La trama è semplice, tuttavia il film riesce a rappresentare un certo spirito giovanile che permeava gli anni settanta e pretende di raccontare la vita dei giovani dell’epoca dal punto di vista di Tony Manero. Quest’ultimo è un ragazzo, di origini italiane, che vive in un sobborgo di New York. La sua vita è basata sul ballo e sul sabato sera, quando si scatena in pista. Nelle discoteche da lui frequentate, Tony è il re; tutte le ragazze impazziscono per lui e gode del rispetto di tutti. A modo suo è un personaggio eroico; un eroe della danza e in discoteca, inevitabilmente, conosce Stephanie. Poi la vicenda è, più o meno, scontata: si innamoreranno e riusciranno a vincere la gara di ballo, pur non avendolo pienamente meritato. In seguito, le esperienze di vita porteranno il protagonista a rivedere l’atteggiamento superficiale adottato in passato.
Sul piano collettivo, lo stile di vita del gruppo di amici, caratterizzato da machismo e da un forte spirito di concorrenza, porterà fatalmente alla morte di uno di loro.
La trama vorrebbe trattare anche tematiche serie, toccando problemi giovanili tuttora attuali, come l’emigrazione, l’uso di stupefacenti nelle discoteche e la violenza tra bande.
Il Travoltismo esploso nell’immaginario collettivo con La febbre del sabato sera, prosegue l’anno dopo, nel 1978, con Grease, dove Travolta rimane l’eroe, ma la vicenda esprime toni più corali e legati alla presenza del gruppo.
Non si cerchi, qui come nel film precedente, uno spessore nella trama o qualche traccia di vero pathos. Il film è un pretesto per immergere lo spettatore nella dimensione viscerale del ritmo e del ballo. Si cerca l’armonia, la Gestalt della frase musicale che inizia e si conclude perfettamente lasciando il pubblico con un senso di appagamento e sazietà. Questo obiettivo viene raggiunto; il film è un successo e alcune delle sue parti divengono “pezzi” della storia del cinema. E’ spettacolo puro che, ancor più della pellicola precedente, si astrae dalla storia presa a pretesto; è rappresentazione, non realà.
L’atmosfera di Grease, a differenza del precedente film, si caratterizza per una dimensione ancor più gruppale. Travolta è un protagonista che danza sullo sfondo di un gruppo in movimento e quest’ultimo viene portato, dalle vicende filmiche, fortemente in primo piano.

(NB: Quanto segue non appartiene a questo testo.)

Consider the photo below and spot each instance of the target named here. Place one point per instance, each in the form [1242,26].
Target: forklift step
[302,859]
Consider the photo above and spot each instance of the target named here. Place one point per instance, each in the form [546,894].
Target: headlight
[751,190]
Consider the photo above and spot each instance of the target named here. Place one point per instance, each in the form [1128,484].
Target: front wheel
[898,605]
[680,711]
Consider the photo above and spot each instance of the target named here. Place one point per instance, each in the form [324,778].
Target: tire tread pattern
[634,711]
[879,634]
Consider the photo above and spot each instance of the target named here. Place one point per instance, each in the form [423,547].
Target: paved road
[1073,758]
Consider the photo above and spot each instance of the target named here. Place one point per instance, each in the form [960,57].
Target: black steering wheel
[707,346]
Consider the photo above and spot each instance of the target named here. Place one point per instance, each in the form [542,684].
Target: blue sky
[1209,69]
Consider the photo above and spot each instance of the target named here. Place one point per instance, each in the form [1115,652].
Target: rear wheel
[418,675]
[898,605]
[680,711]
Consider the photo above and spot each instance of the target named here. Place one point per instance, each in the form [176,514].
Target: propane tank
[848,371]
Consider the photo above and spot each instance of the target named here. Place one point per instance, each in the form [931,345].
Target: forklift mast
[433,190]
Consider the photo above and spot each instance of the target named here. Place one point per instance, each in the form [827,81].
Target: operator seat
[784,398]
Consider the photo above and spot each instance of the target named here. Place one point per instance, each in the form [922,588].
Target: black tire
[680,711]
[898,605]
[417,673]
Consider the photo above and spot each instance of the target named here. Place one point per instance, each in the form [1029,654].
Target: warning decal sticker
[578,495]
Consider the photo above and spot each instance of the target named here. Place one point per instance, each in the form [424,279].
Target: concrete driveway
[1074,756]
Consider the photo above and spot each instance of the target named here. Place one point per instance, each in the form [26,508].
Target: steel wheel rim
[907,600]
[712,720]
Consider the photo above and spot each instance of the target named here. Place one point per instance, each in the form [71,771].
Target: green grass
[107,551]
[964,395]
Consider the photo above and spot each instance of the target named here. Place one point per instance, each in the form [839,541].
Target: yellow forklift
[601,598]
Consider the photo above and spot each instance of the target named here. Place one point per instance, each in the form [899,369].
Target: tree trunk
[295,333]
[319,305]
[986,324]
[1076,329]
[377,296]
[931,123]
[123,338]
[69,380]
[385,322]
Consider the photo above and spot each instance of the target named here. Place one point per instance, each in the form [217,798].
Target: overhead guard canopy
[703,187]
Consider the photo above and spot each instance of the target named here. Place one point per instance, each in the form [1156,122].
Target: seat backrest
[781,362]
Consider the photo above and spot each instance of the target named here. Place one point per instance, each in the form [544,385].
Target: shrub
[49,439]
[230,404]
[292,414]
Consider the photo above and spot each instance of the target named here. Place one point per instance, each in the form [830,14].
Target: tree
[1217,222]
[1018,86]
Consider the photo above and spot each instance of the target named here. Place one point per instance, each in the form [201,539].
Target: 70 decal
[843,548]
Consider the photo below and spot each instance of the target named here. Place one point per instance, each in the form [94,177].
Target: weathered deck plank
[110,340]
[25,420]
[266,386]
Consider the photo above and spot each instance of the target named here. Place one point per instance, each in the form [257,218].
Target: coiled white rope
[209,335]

Aleggia, nel film, una eco di antichi riti collettivi; la danza dei dervisci, o anche la danza del sole dei Sioux, dove esisteva un rapporto tra il movimento dei danzatori e quello delle sfere planetarie. E’ un ballare di gruppo per richiedere buona sorte e benedizioni celesti.
Nel film non ha senso cercare la verità oggettiva. Va gradita piuttosto la verosimiglianza; vale a dire, anche se la citazione è fin troppo nobile per la materia trattata, l’unico obiettivo al quale, secondo la Poetica di Aristotele, può essere finalizzata la poesia.